L’histoire du Bhoutan est aussi celle des ethnies qui le peuplent : on dénombre 25 groupes ethniques au pays du Bonheur. La présence de celle des Lhotsampa remonte à la fin du XIXe siècle. A cette époque, le Bhoutan a fait appel à de la main d’oeuvre népalaise pour défricher les régions du sud du pays. Ce sont donc des agriculteurs Népalais qui sont venus s’installer sur les terres inhospitalières de la région. Trois ou quatre générations s’y sont succédé, qui ont tenté de conserver une part de leur culture népalaise, notamment à travers la langue et leur religion, l’hindouisme. Primordial et difficile dans un pays dont les ¾ des habitants sont bouddhistes. Le bouddhisme vajrayāna est d’ailleurs religion d’Etat.

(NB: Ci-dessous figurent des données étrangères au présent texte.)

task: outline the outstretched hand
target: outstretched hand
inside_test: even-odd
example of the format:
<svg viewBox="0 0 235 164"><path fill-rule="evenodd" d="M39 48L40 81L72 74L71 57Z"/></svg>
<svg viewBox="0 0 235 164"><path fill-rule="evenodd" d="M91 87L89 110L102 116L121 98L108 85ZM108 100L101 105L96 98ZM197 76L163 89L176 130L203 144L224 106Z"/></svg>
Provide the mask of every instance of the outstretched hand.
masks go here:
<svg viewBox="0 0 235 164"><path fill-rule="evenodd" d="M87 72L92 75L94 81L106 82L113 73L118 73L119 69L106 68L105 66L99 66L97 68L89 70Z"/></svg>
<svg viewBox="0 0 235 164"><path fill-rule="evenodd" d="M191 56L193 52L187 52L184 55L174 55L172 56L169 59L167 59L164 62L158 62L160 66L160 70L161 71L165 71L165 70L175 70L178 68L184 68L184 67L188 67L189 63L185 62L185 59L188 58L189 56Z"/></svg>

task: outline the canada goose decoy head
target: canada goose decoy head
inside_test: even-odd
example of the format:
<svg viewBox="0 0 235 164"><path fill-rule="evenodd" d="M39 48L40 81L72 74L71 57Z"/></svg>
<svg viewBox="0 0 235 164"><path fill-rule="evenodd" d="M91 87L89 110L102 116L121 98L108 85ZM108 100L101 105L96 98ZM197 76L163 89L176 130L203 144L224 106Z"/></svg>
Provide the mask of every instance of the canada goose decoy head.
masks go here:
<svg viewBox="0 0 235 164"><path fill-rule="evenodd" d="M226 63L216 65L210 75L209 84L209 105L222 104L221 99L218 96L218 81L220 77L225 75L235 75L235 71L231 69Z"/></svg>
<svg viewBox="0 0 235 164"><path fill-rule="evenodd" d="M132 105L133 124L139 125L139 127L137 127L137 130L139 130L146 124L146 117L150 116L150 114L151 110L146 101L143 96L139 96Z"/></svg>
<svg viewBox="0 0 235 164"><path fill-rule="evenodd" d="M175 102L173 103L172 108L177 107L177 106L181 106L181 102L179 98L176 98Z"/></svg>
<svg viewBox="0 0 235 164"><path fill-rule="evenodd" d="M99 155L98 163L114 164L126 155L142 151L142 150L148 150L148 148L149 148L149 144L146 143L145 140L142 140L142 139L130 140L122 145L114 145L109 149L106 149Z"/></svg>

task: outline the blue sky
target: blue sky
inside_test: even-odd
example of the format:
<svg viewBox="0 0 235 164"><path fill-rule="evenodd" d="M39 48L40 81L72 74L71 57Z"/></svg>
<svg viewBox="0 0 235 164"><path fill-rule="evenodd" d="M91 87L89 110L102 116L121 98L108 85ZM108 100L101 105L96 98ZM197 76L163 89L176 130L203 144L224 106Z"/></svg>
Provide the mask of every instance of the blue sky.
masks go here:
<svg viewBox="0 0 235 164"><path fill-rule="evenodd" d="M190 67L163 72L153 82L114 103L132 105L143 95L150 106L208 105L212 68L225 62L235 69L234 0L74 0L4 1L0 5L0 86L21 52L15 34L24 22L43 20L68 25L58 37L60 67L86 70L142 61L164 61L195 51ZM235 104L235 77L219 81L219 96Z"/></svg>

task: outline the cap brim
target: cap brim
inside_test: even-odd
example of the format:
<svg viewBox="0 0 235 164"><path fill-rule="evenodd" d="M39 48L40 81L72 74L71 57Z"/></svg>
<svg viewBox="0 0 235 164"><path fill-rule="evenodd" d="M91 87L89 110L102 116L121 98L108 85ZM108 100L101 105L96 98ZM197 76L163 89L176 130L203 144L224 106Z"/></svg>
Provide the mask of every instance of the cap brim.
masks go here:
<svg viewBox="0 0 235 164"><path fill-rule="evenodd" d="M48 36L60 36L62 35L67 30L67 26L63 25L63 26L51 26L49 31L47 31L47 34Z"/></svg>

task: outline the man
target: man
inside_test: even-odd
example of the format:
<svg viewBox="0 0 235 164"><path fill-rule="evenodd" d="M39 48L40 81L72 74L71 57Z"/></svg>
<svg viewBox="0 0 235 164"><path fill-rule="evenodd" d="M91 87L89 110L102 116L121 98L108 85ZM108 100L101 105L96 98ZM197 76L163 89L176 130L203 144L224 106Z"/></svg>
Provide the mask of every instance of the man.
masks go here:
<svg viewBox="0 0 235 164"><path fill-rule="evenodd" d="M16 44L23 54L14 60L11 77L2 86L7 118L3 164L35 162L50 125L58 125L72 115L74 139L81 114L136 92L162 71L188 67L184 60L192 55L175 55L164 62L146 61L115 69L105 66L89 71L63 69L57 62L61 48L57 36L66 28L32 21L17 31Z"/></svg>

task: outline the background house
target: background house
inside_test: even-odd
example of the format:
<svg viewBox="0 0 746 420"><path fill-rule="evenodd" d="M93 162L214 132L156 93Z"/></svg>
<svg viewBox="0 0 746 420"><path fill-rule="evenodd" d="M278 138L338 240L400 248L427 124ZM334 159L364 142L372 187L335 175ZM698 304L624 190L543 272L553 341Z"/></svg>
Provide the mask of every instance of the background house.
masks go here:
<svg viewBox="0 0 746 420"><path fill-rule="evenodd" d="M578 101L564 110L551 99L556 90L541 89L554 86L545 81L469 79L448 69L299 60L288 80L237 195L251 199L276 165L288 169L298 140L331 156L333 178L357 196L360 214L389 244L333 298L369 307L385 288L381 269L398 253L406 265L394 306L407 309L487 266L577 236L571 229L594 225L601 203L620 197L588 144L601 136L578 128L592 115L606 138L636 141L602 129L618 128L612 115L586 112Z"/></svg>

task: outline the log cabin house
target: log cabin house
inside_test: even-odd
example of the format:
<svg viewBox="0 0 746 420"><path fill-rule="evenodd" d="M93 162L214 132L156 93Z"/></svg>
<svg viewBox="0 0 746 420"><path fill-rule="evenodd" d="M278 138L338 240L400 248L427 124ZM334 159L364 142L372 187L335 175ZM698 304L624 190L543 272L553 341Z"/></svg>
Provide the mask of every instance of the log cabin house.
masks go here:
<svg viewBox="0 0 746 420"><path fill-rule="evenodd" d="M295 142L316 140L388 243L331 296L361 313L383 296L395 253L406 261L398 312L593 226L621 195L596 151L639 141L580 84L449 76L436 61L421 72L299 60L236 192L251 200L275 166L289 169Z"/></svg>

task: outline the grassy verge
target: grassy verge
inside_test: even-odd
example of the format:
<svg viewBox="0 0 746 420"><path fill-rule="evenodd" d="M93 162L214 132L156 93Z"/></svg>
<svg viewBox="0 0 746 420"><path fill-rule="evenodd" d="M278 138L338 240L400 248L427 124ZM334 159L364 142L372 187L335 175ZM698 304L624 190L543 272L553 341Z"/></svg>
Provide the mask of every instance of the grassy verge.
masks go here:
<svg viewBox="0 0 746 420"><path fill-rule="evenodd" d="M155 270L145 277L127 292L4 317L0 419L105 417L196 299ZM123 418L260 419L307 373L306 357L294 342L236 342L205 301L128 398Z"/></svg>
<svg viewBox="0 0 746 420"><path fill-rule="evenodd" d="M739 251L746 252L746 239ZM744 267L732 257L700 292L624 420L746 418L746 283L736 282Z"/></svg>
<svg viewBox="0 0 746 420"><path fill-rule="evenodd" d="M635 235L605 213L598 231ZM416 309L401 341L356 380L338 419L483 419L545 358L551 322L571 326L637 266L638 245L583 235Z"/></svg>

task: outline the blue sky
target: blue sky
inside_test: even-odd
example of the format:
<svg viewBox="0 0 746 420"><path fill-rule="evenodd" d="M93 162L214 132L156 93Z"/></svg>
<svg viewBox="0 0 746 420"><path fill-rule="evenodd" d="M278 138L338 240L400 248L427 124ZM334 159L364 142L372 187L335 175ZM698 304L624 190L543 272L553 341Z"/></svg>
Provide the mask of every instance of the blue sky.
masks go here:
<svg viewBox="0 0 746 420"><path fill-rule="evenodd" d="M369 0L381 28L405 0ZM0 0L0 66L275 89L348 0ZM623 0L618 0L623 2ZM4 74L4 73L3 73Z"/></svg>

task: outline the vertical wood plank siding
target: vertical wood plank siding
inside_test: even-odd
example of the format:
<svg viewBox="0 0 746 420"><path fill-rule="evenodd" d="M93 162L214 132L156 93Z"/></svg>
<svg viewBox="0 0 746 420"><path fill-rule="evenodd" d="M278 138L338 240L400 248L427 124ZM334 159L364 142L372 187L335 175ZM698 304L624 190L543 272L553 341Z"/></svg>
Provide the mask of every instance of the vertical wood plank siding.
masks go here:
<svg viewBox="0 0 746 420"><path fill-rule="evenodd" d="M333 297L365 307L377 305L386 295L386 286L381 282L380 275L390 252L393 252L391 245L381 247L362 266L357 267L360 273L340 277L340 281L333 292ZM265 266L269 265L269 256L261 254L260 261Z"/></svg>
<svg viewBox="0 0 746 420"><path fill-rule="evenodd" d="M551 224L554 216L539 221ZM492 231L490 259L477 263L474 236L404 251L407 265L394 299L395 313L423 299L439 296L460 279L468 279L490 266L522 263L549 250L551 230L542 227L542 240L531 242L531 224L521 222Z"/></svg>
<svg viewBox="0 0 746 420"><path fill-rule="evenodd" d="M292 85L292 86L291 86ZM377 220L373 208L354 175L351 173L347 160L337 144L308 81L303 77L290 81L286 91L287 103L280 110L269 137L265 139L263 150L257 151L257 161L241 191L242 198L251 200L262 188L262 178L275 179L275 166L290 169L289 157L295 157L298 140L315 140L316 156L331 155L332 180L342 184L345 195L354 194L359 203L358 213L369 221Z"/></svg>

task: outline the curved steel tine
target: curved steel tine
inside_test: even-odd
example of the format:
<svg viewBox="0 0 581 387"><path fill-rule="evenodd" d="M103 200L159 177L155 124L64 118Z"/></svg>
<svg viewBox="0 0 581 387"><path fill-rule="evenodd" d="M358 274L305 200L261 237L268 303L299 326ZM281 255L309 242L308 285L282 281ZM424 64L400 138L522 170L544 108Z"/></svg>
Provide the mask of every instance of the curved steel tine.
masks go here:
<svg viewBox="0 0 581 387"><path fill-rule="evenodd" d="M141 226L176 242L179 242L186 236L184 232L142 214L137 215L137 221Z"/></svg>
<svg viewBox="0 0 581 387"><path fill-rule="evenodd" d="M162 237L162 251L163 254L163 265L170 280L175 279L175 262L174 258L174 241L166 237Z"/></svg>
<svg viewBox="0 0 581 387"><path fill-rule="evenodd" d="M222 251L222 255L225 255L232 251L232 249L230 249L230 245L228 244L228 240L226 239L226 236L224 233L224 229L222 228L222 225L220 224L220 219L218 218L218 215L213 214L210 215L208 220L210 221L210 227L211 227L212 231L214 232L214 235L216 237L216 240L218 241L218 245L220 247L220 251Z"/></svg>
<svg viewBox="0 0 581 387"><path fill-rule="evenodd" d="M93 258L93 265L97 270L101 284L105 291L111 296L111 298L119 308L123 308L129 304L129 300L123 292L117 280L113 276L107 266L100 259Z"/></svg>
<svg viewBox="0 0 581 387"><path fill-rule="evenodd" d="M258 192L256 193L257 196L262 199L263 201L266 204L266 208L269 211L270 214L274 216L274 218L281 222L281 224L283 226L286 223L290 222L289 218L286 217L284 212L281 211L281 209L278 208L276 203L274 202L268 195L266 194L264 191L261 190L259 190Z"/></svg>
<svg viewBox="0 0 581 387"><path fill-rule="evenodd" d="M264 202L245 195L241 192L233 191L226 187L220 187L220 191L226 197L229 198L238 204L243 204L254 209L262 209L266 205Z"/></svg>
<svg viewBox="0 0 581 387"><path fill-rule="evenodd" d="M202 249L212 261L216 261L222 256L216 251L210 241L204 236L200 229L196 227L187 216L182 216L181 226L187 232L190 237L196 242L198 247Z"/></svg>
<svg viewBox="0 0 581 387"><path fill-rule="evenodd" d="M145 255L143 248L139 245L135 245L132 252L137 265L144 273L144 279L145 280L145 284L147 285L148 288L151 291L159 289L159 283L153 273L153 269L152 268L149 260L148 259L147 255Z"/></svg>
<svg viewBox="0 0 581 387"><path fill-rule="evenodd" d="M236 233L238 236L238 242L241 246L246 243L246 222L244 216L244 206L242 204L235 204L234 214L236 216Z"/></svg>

Les Lhotsampa (c’est-à-dire les « habitants du sud ») obtiennent officiellement le statut de citoyen en 1958. Ils cohabitent avec une autre ethnie, les Bhotia, qui domine le pays, en nombre et surtout politiquement. C’est une cohabitation sans heurts jusqu’à l’adoption de la loi sur la nationalité en 1985 qui choisit d’autres critères pour classifier la population. Ainsi, suite à une série de recensements, des habitants se sont tout bonnement vus destituer de leur statut de citoyen.
Des citoyens sont devenus des non-citoyens, du jour au lendemain.
En outre, la langue officielle des Botia, le dzongkha, est devenue langue nationale. Seule la religion bouddhiste est autorisée, interdisant toute cérémonie hindoue en public. Tout ce qui caractérisait les Lhotsampa est devenu illégal : les livres népalais ont été brûlés, et les écoles lhotsampa ont été fermées, ainsi que les temples hindous. Seul driglam namzha, c’est-à-dire l’ensemble des valeurs et des traditions ancestrales des Bhotia est autorisé.
Face à cette dictature, entre 85 et 100 000 Bhoutanais d’origine népalaise ont dû s’exiler au début des années 1990. Impossible pour eux de revenir sur la terre de leurs ancêtres au Népal : ils ont dû trouver refuge au sein des 7 pays qui ont accepté d’être terre d’accueil : les Etats-Unis, les Pays-Bas, la Norvège, le Danemark, la Nouvelle-Zélande, l’Australie et le Canada.
Ces apatrides sont devenus des réfugiés, actuellement résidents permanents après avoir passé près de vingt ans dans des camps sous l’égide du Haut Commissariat aux réfugiés des Nations unies…Alors non, définitivement, le Bhoutan n’est pas le pays du bonheur pour tout le monde…
La crise économique enterre le Bonheur National Brut
En juillet dernier, les élections parlementaires ont marqué un tournant dans l’histoire du Bhoutan.
Le Parti démocratique du peuple (PDP) a remporté 32 sièges contre 15 au parti monarchiste, le DPT au pouvoir est toujours très proche de la dynastie Wangchuk. La raison est économique : l’Inde qui investit beaucoup au Bhoutan et qui importe ses produits a décidé de suspendre toute aide financière, voyant d’un très mauvais oeil les relations qu’entretient le Bhoutan avec le grand rival chinois.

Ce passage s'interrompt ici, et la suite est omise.